Va un pedazo de pan corriendo por las calles de La Habana cuando en una esquina se encuentra con un corte de carne. El pan le dice a la carne: "¡Córrele, ahí vienen unos hambreados!", y la carne se estira y permanece acostada: "Córrele tú, a mí ni me conocen".
La clarividencia cruel de este mal chiste, a mi entender, es el lugar de partida para comprender ese fenómeno que llamamos cultura: La hipócrita sinceridad de la carne, la ceguera del puñado de cubanos hambrientos que nos persiguen, y nuestra perplejidad de pan viejo.
Tal vez esto ayude a explicarme: Fabrizio Mejía Madrid cuenta en "Hombre al agua" que la infancia consiste en correr a todos lados y recibir golpes. Tras atravesar la juventud, uno busca la manera de que le paguen por ello. Pero con habilidad kafkiana es inútil preguntarse por qué corremos (salvo que miremos atrás con la suficiente puntería para ver gente hambrienta) o por qué debemos recibir golpes.
Muy de vez en cuando nos topamos con pedazos de carne que representan la otredad, nuestra ocasión de mirar nuestra cultura con los ojos del otro. Quizás incluso tengamos esa buena voluntad de advertirle del peligro que acecha, y nos diga "córrele tú, así no funcionan las cosas para mí".

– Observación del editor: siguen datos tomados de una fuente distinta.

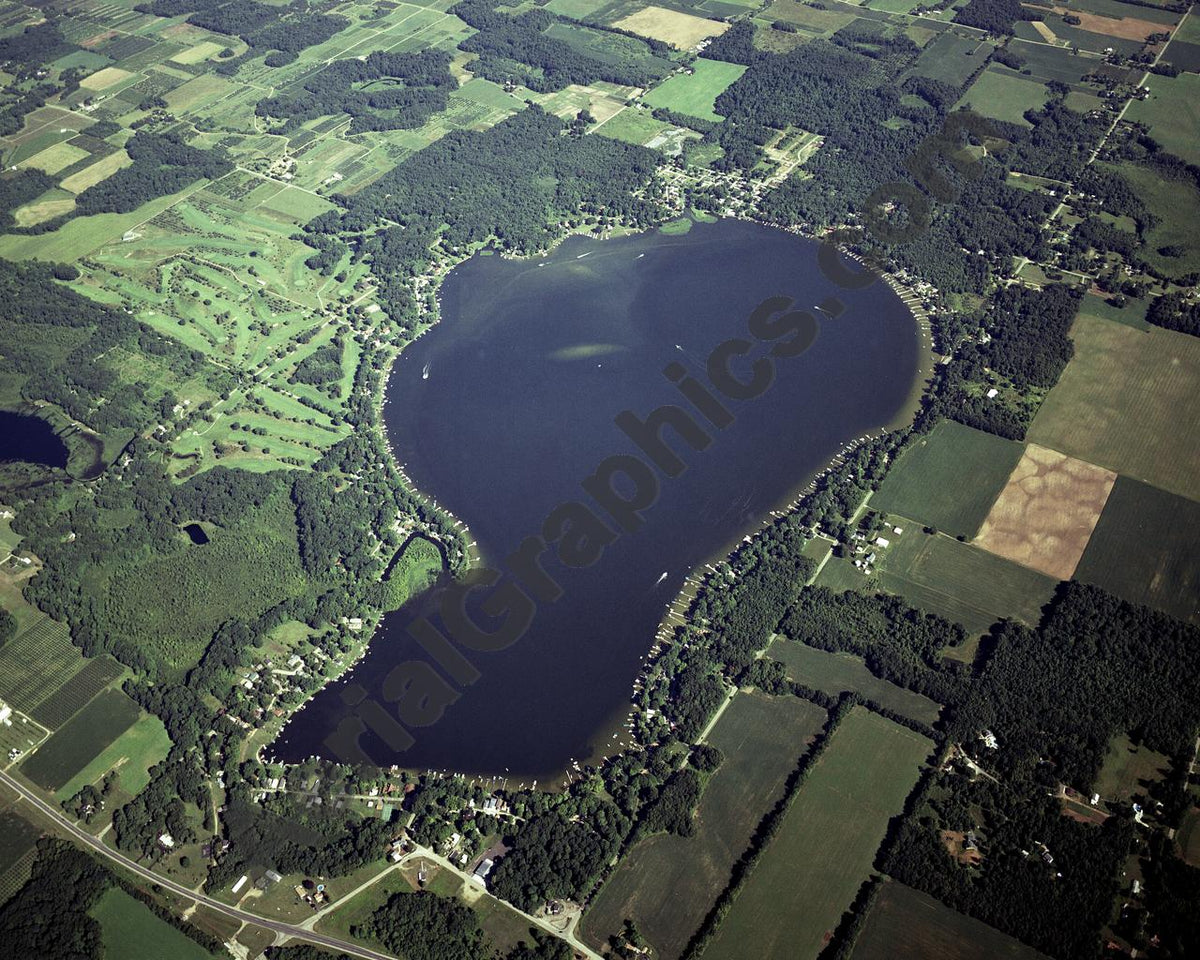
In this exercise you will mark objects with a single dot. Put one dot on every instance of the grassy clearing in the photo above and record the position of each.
(695, 93)
(952, 59)
(415, 569)
(1128, 769)
(1128, 401)
(1005, 95)
(667, 883)
(132, 755)
(85, 736)
(835, 673)
(1144, 549)
(906, 924)
(17, 838)
(130, 931)
(949, 479)
(826, 844)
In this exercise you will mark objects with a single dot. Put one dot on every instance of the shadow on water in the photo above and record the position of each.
(526, 373)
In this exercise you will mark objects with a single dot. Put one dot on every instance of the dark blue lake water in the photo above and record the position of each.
(30, 439)
(509, 403)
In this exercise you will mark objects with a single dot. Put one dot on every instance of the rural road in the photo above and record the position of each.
(87, 839)
(287, 929)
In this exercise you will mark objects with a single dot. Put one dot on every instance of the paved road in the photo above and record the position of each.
(286, 929)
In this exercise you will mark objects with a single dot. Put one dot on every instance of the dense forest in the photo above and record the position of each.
(162, 165)
(517, 48)
(382, 91)
(511, 184)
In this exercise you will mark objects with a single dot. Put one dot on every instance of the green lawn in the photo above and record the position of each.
(948, 479)
(825, 847)
(667, 883)
(1144, 549)
(696, 93)
(130, 931)
(837, 672)
(1005, 95)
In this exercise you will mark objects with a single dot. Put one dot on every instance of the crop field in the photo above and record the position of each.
(1188, 837)
(36, 664)
(826, 844)
(1128, 401)
(952, 58)
(906, 924)
(131, 755)
(81, 739)
(669, 883)
(949, 479)
(681, 30)
(1176, 203)
(131, 931)
(1128, 769)
(1045, 515)
(1144, 549)
(1003, 94)
(809, 19)
(1173, 113)
(696, 93)
(960, 581)
(837, 672)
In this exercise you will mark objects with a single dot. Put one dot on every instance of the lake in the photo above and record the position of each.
(30, 439)
(505, 407)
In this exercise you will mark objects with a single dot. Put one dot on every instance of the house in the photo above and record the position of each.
(483, 870)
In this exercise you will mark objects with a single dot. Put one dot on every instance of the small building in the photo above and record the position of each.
(483, 870)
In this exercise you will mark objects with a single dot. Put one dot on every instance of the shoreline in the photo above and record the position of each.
(612, 736)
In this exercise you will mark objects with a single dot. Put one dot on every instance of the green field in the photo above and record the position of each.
(695, 94)
(1128, 769)
(132, 754)
(669, 883)
(130, 931)
(949, 479)
(906, 924)
(1128, 401)
(1144, 549)
(1173, 113)
(837, 672)
(963, 582)
(1005, 95)
(77, 743)
(417, 568)
(952, 59)
(826, 845)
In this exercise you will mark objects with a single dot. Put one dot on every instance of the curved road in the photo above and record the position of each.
(287, 929)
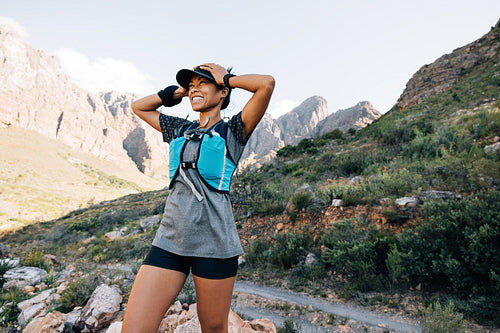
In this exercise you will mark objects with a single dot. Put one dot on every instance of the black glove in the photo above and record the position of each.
(167, 96)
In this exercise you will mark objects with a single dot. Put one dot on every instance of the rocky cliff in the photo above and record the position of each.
(442, 74)
(358, 116)
(310, 119)
(36, 94)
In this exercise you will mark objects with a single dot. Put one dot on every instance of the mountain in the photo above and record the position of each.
(446, 71)
(308, 120)
(356, 117)
(300, 123)
(36, 94)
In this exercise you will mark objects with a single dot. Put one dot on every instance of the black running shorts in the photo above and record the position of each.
(208, 268)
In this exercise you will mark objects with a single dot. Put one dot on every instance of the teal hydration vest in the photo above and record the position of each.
(214, 164)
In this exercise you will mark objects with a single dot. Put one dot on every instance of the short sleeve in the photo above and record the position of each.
(236, 126)
(170, 125)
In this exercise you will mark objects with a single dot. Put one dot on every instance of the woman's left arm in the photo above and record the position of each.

Un ejemplo es la economía internacional. Yo me imagino al libre mercado y a los valuadores del poder adquisitivo de cada país como una oficina a donde llega un panadero, después de una jornada de trabajo, y le preguntan: ¿Usted en qué trabaja?, panadero; ¿cuántas horas trabajó hoy?, ocho; ¿cuántos panes hizo?, todos los que pude; ¿de qué calidad los hizo?, de la mejor que puedo; pues bien, su cantidad de dinero es ésta, ahora cuénteme, ¿en qué país dice que hizo su pan?

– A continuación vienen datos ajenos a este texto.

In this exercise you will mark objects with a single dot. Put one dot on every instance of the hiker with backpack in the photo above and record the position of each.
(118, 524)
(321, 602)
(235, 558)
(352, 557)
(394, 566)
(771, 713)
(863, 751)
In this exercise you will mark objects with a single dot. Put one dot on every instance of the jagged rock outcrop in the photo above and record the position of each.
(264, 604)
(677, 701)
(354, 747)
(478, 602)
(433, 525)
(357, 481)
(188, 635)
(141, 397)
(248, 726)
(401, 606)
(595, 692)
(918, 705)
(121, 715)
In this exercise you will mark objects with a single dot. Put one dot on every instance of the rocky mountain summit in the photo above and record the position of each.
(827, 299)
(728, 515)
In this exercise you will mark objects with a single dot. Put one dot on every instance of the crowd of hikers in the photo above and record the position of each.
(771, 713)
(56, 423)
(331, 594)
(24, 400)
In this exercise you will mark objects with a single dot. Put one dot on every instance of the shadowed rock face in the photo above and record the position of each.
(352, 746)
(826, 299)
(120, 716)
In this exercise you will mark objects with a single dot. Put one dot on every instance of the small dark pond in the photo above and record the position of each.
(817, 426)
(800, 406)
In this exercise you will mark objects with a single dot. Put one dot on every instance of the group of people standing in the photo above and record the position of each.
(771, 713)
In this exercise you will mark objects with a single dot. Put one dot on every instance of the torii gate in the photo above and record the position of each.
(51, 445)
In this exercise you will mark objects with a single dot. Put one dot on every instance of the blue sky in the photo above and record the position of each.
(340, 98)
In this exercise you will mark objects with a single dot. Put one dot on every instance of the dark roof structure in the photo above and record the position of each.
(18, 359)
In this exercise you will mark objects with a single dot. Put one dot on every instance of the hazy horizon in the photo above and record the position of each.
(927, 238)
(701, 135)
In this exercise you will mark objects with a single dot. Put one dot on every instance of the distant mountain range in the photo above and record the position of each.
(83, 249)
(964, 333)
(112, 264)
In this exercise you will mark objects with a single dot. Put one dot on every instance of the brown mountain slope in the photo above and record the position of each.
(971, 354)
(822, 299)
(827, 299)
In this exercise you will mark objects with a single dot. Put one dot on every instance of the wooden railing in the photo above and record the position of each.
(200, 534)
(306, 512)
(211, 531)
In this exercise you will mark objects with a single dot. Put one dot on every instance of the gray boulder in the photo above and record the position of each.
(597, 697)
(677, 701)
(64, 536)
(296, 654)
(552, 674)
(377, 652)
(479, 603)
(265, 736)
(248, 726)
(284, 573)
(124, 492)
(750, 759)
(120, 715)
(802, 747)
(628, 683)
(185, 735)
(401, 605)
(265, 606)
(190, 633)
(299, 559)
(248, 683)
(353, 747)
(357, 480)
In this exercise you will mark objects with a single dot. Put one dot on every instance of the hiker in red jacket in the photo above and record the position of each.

Ese último golpe no lo entiendo, pero los que no podemos contestar que somos panaderos de Finlandia, tratamos de correr de esa realidad. Hasta que nos comen.
Insatisfechos por la realidad de nuestro país, evadimos impuestos; usamos redes sociales para reclamar la falta de libertad de expresión (hundiendo nuestra opinión entre el ruido de las opiniones banales), nos reunimos para quejarnos pero si levantamos un brazo es para pedir otra ronda de café (como en reunión de Rotarios), apoyamos la institución y la legalidad de un sistema auspiciado por los medios a pesar de que somos incapaces de confiar en la cajera del banco, en el policía de la esquina o en quien nos reciba en cualquier institución gubernamental. Así que corremos para intentar lo imposible, que no nos agarren a palos.
Luego, si presenciamos un trámite burocrático, una fila de banco, o una elección presidencial en otro país, nos extrañamos de que todo ocurra tan distinto, de que nuestras persecuciones les sean ajenas, aun cuando sus propias miserias nos sean extrañas, porque está claro que el filete venía de fuera. Es decir, que nadie es filete en su propia tierra. Pero a veces preguntarnos por qué nos persiguen, o quién nos está aplacando a golpes puede acercarnos a mejores situaciones. Tal vez si simplemente seguimos corriendo nos dirijamos, sin saberlo, a una tienda de mantequilla untable.